Published: March 27, 2012
Hardcover, 416 pages
The story begins in cold, snowy Calgary with the police finding an elderly man dead following a car crash that appears suspicious. Upon searching his computer files they discover that he was the victim of a 419 Internet scam based in Nigeria, a scam so complex, so technical that it is almost impossible to trace. It begins with: “Dear Sir, I am the daughter of a Nigerian diplomat and I need your help.” The father thinks he is saving the life of a Nigerian girl and would eventually make a lot of money. But, the scam cost him his life savings, the family home, and his life. The man’s daughter, Laura, travels to the backstreets of Lagos, Nigeria to revenge her father’s death and run her own scam on the scammer!

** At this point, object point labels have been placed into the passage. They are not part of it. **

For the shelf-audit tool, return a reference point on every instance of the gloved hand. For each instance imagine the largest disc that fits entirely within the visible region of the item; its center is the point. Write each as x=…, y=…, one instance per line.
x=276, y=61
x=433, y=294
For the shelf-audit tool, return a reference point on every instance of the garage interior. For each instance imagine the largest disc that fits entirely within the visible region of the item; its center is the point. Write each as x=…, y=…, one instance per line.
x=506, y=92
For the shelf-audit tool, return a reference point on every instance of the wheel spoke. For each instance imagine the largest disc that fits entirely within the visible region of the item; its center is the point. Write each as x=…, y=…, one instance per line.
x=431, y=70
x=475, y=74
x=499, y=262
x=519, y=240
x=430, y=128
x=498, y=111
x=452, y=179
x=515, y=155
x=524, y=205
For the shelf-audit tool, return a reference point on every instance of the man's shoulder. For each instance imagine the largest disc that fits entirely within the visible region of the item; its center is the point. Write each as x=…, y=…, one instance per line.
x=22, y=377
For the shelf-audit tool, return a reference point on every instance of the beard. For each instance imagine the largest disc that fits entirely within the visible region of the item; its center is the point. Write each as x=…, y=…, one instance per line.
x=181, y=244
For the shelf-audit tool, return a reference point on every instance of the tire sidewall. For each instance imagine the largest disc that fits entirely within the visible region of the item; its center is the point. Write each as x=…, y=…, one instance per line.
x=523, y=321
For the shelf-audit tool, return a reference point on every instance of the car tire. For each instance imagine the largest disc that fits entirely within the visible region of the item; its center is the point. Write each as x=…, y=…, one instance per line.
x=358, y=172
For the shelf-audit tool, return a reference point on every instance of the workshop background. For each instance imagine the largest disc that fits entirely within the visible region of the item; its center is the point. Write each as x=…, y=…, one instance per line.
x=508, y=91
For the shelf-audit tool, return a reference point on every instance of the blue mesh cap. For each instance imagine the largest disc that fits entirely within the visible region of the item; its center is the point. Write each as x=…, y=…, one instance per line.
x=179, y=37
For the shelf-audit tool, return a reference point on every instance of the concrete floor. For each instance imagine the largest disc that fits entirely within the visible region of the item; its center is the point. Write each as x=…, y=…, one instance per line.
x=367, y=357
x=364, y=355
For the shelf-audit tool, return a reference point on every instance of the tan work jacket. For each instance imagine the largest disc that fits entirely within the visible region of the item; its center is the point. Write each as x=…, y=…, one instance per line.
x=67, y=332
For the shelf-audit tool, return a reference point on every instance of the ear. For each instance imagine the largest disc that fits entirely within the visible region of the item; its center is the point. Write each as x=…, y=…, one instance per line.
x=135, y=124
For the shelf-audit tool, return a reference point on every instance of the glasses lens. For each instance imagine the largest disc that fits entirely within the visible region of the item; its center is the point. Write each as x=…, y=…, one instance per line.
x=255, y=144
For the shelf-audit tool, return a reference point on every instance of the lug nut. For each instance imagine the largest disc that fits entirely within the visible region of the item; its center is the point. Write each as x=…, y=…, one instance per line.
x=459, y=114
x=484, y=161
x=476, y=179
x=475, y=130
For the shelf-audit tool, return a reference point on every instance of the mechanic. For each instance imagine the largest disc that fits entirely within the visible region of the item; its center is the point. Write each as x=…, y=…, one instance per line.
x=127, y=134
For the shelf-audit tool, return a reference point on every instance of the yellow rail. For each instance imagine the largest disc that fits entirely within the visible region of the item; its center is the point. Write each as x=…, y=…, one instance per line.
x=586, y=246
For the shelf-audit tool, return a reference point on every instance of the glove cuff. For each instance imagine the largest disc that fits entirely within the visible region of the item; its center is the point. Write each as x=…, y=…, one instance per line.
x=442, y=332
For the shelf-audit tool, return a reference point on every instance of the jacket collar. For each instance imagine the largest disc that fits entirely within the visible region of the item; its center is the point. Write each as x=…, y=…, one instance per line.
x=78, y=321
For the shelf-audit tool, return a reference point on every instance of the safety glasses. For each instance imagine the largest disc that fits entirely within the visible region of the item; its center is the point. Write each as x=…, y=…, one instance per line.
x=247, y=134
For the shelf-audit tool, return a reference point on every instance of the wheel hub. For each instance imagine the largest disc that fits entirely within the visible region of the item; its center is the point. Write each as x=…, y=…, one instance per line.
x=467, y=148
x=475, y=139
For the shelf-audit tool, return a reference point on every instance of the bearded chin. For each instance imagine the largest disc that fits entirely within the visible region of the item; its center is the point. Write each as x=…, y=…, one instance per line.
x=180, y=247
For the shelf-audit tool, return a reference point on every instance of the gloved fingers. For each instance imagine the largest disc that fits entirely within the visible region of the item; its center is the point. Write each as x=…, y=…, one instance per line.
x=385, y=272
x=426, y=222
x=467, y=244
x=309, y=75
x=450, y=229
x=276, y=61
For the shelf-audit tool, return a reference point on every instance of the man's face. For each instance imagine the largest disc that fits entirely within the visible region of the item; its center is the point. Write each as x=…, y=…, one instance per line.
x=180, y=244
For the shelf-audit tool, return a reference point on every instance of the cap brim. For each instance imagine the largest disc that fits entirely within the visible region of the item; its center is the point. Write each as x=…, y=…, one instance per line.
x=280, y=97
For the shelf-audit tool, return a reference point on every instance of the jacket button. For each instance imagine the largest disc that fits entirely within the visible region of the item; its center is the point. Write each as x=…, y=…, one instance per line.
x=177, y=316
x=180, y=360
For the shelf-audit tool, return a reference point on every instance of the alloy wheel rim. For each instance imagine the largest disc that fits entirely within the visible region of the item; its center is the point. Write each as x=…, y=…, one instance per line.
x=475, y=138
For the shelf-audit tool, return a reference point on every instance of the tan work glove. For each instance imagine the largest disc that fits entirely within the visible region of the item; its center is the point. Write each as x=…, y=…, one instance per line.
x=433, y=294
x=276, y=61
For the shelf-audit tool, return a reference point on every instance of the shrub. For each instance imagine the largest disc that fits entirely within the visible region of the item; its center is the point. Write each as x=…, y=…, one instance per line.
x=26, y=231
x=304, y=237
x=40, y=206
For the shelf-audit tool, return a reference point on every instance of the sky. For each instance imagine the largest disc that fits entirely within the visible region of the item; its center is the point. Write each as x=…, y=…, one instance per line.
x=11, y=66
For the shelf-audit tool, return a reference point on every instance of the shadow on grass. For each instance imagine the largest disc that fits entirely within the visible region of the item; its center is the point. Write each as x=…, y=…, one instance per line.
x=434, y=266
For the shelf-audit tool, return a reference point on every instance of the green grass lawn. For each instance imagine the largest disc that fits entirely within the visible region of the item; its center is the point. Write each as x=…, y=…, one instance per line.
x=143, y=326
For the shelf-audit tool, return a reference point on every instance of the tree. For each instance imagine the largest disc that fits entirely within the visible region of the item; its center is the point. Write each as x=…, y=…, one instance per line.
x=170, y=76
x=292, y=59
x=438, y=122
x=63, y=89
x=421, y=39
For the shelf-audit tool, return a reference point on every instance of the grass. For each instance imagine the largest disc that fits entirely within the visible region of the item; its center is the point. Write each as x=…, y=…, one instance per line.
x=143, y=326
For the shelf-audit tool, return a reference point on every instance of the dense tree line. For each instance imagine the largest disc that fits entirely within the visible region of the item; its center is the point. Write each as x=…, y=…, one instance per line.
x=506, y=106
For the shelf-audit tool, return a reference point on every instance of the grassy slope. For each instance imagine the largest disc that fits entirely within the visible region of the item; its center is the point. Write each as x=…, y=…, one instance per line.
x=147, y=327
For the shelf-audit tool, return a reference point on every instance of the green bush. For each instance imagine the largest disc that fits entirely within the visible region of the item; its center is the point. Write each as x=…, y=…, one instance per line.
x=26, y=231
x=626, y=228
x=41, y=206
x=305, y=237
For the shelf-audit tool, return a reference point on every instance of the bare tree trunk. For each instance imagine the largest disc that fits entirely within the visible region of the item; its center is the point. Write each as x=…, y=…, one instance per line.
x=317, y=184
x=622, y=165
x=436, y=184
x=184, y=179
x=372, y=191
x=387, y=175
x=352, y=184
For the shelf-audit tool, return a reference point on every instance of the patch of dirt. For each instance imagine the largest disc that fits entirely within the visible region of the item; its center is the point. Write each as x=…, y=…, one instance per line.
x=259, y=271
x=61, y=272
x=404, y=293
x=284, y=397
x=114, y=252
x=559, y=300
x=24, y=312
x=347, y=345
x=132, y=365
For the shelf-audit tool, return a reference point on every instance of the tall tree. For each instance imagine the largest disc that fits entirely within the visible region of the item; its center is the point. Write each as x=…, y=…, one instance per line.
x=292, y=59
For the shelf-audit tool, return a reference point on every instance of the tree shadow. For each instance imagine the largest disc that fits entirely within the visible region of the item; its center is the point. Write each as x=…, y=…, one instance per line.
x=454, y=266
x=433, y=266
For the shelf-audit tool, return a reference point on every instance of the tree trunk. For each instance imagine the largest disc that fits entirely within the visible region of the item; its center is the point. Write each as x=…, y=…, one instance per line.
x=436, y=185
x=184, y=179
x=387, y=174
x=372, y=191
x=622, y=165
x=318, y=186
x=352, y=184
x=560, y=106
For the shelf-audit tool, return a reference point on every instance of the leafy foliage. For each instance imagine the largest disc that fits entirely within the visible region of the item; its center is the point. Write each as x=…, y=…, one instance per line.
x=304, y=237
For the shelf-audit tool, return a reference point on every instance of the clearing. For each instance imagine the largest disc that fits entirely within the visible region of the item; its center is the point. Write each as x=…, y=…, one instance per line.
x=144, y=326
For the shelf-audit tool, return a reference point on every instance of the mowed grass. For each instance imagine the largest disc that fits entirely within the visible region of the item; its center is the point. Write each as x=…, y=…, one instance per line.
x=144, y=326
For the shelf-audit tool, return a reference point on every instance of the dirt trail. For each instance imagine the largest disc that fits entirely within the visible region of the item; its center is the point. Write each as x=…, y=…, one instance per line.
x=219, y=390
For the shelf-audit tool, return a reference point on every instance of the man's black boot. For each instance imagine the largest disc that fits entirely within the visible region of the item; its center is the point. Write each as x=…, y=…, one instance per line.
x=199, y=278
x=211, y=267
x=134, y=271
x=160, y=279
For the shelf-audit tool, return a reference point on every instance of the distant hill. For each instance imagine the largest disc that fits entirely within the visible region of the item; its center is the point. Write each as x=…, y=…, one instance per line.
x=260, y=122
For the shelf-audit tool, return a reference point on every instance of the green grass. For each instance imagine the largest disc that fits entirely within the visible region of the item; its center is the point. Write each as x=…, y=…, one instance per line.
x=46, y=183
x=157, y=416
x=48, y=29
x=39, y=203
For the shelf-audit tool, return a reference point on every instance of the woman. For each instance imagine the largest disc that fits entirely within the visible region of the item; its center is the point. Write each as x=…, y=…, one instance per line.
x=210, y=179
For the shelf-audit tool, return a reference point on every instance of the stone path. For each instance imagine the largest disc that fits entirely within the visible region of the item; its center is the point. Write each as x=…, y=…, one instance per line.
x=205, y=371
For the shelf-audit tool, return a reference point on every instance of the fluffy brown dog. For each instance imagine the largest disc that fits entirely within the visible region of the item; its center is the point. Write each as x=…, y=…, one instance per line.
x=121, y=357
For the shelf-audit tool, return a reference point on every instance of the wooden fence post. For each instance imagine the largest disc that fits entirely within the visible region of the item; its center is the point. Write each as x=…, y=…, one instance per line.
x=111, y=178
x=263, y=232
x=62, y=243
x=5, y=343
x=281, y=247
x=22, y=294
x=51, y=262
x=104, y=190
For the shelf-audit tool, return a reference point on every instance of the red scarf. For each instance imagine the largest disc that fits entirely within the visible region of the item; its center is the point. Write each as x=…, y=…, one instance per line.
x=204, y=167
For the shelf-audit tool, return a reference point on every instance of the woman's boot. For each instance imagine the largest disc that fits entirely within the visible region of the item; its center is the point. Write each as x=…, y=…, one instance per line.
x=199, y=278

The scene switches to hot, dusty Africa where the reader is introduced to the three other main characters, a young pregnant woman named Amina, dressed in indigo robes with tribal scars on her face. She is the least developed character. All we know is that she is walking across the Sahel to escape her desert tribe. Winston is a young educated man, the author of the e-mails to Laura’s father under different names, who is trapped in the world of 419 e-mail scams. The most likeable is Nnamdi, a young man from a fishing village in the Niger Delta where a big Western oil company has ruined the river, the environment and the livelihood of the people. In an attempt to get out of poverty, he is caught in a web of violence and deceit in the Nigerian mafia. When the stories of these three people collide, the conclusion is tragic and sad.
The descriptions of Africa - its people, its tribal customs, its varieties of tribal languages, the street sellers selling everything from spark plugs to Bibles, a scene of a tailor balancing a hand-cranked Singer sewing machine on his head, the smells, the heat, the dust, the garbage heaps - seem so authentic. The reader feels the heat and smells the smells.
I learned a lot about Africa and about Nigeria in particular; oil, kidnapping and 419 fraud are Nigeria’s three biggest growth industries, apparently. Not a pleasant commentary.
This is an exciting, elegantly-written novel that explores greed, family ties, the desire to help someone in need and why it’s important to click the “delete” button on any “too good to be true” offers.
Note: This book is rated P = profanity.
Disclosure: I borrowed this book from the library and was not told how to rate or review this product.